Serratia marcescens (S.M.) is a rod-shaped, Gram-negative bacterium widely distributed in nature. It is best known for producing a distinctive reddish-pink pigment called prodigiosin. S.M. is classified primarily as an opportunistic pathogen, meaning it typically only causes infection when the immune system is weakened or natural defenses are bypassed. Although S.M. can cause genitourinary tract infections, it is not classified or treated as a sexually transmitted infection (STI).
Common Ways Serratia Marcescens Spreads
The primary habitats for Serratia marcescens are the natural environment, including soil, water, and plant surfaces. The pink or orange film sometimes observed in moist areas of a home, such as shower corners or sink drains, is often a biofilm formed by pigmented strains of this bacteria. This ubiquitous presence means exposure occurs frequently in daily life without resulting in disease for most healthy individuals.
A major concern involves S.M.’s role as a nosocomial, or hospital-acquired, pathogen. It accounts for a consistent percentage of infections acquired within healthcare settings, such as intensive care units. Transmission frequently occurs through contact with contaminated medical equipment or via the hands of healthcare personnel who have not followed proper hygiene protocols.
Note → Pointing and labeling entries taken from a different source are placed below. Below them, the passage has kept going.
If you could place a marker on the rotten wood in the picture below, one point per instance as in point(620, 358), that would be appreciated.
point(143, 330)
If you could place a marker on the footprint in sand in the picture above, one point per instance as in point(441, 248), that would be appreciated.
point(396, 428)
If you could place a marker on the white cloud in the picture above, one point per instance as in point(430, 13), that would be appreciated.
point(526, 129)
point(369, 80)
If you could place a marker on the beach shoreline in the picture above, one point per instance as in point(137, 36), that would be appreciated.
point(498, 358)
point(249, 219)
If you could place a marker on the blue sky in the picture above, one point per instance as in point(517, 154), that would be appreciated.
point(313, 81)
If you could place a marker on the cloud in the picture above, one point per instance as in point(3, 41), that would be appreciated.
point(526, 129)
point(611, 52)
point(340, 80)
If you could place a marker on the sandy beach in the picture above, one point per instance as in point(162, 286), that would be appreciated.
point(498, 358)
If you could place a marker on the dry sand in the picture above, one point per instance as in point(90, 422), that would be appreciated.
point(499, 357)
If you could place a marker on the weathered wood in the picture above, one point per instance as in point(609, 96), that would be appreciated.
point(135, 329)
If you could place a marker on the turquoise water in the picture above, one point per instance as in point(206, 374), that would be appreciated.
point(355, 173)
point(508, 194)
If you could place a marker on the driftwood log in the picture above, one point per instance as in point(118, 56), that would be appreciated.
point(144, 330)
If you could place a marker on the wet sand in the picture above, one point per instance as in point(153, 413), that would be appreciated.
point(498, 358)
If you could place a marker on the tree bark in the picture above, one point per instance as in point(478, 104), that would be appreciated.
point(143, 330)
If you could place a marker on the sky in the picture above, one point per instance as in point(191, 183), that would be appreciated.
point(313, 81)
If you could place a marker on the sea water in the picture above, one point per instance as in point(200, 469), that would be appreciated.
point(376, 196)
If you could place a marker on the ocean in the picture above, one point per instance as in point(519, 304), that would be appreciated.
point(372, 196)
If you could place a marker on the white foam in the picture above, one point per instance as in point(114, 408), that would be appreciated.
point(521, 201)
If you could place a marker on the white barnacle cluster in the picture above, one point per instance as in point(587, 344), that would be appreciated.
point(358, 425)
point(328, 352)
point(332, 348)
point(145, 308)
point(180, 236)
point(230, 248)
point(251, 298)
The bacteria thrive on moist surfaces and in devices like respiratory equipment, intravenous fluids, and catheters. Outbreaks have been linked to contaminated antiseptic solutions or inadequate sterilization of urological instruments. The presence of S.M. in a clinical setting is typically a sign of environmental colonization and subsequent opportunistic spread.
Genital Tract Infections Caused by Serratia Marcescens
Serratia marcescens is known to cause infections in the genitourinary system, most commonly presenting as urinary tract infections (UTIs). These infections are overwhelmingly opportunistic and are often associated with prior medical intervention. For example, a urinary catheter provides a direct physical pathway for the bacteria to enter the urinary tract, leading to colonization and infection.
S.M. has been identified as a rare cause of prostatitis, an inflammation of the prostate gland, in men. These cases are often seen in patients with underlying conditions or a history of urological procedures. S.M. has also been isolated in cases of chorioamnionitis, a severe infection of the membranes surrounding the fetus during pregnancy.
The crucial distinction is that S.M. colonizes the genitourinary tract incidentally, usually after a breach of the body’s defenses. When S.M. is found in the genital area, it is generally considered an infection that originated from the environment or the patient’s own gastrointestinal or urinary colonization, not a pathogen specifically adapted for sexual transmission.
Distinguishing S.M. from Classic STIs
The definition of a classic sexually transmitted infection requires the pathogen to be adapted for efficient transmission through sexual contact via mucosal surfaces. Organisms like Neisseria gonorrhoeae or Chlamydia trachomatis are evolved to survive and replicate within the genital tract and rely on sexual activity for propagation. Serratia marcescens lacks this specific adaptation.
S.M. is primarily an environmental organism, and its presence in the genitourinary system is considered incidental colonization from a non-sexual source. While close physical contact might theoretically transfer the bacteria, this mode is not its necessary route for survival and spread. Consequently, S.M. is not included in standard STI screening panels.
If an S.M. infection is diagnosed, it is treated as a complicated opportunistic infection, often requiring antibiotics based on susceptibility testing. Treatment focuses on addressing underlying risk factors, such as catheter removal or immune support. This approach differs from contact tracing of sexual partners, which is the hallmark of managing a true STI.